Virtual machine flavors
Parent page: CC-Cloud
Virtual hardware templates are called "flavors" in OpenStack, defining sizes for RAM, disk, number of cores, and so on. ... Flavors define a number of parameters, resulting in the user having a choice of what type of virtual machine to run—just like they would have if they were purchasing a physical server. - NetApp OpenStack Deployment and Operations Guide |
By convention on Compute Canada clouds we prefix flavor names with a "c" to designate "compute" and a "p" to designate "persistent". The second component of the flavor name is the amount of RAM, and the third component, if present, is the size of the ephemeral disk.

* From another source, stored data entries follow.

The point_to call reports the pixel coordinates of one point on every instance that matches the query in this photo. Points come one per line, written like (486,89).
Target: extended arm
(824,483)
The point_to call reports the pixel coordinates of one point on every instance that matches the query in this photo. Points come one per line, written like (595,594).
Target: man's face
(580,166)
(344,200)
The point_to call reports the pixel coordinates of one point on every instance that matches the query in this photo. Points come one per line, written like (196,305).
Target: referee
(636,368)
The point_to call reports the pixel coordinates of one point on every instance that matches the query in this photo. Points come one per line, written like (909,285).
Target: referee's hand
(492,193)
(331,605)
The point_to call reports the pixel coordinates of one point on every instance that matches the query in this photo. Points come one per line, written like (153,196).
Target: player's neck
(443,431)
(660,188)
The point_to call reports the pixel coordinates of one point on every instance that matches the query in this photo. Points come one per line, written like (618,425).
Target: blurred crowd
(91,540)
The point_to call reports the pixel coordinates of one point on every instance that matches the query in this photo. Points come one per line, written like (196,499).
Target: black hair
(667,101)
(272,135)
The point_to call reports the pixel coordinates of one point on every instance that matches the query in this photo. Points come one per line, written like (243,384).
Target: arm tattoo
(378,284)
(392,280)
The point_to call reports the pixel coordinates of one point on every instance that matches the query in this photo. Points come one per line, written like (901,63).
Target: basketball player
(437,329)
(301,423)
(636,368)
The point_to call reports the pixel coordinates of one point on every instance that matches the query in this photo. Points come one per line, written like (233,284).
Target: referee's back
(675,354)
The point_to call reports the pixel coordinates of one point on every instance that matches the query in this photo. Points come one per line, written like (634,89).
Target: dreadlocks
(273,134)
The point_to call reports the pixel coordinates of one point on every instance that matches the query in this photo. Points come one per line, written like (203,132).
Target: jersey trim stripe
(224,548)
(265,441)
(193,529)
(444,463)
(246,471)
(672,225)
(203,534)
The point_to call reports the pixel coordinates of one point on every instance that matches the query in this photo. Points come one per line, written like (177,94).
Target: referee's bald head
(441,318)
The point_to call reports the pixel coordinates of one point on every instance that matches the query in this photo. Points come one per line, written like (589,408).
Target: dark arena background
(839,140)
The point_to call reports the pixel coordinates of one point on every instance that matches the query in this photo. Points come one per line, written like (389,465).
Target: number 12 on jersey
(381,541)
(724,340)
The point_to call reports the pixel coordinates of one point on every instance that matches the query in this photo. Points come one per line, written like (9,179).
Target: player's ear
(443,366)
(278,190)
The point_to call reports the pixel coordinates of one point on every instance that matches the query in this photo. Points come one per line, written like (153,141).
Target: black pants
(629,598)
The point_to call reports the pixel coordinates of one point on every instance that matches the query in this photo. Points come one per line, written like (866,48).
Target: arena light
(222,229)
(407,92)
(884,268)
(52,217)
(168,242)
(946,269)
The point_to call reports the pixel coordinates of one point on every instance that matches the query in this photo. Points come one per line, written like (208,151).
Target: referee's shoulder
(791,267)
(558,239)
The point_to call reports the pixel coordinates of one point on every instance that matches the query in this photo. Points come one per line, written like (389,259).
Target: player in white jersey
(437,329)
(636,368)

A virtual machine of "c" flavor is intended for jobs of finite lifetime and for development and testing tasks. It starts from a qcow2-format image. Its root disk has no redundancy (raid0) and is typically 20GB in size. "C" flavor VMs also have an ephemeral disk, which is created and destroyed with the instance. It resides on the local hardware running the VM.
A virtual machine of "p" flavor is intended to run for an indeterminate length of time. The root disk is small, only 2.2GB, with the operating system typically taking about 770MB of that. The intended use of "p" flavors is that they should be booted from a volume, in which case the instance will be backed by the Ceph storage system and have greater redundancy and resistance to failure.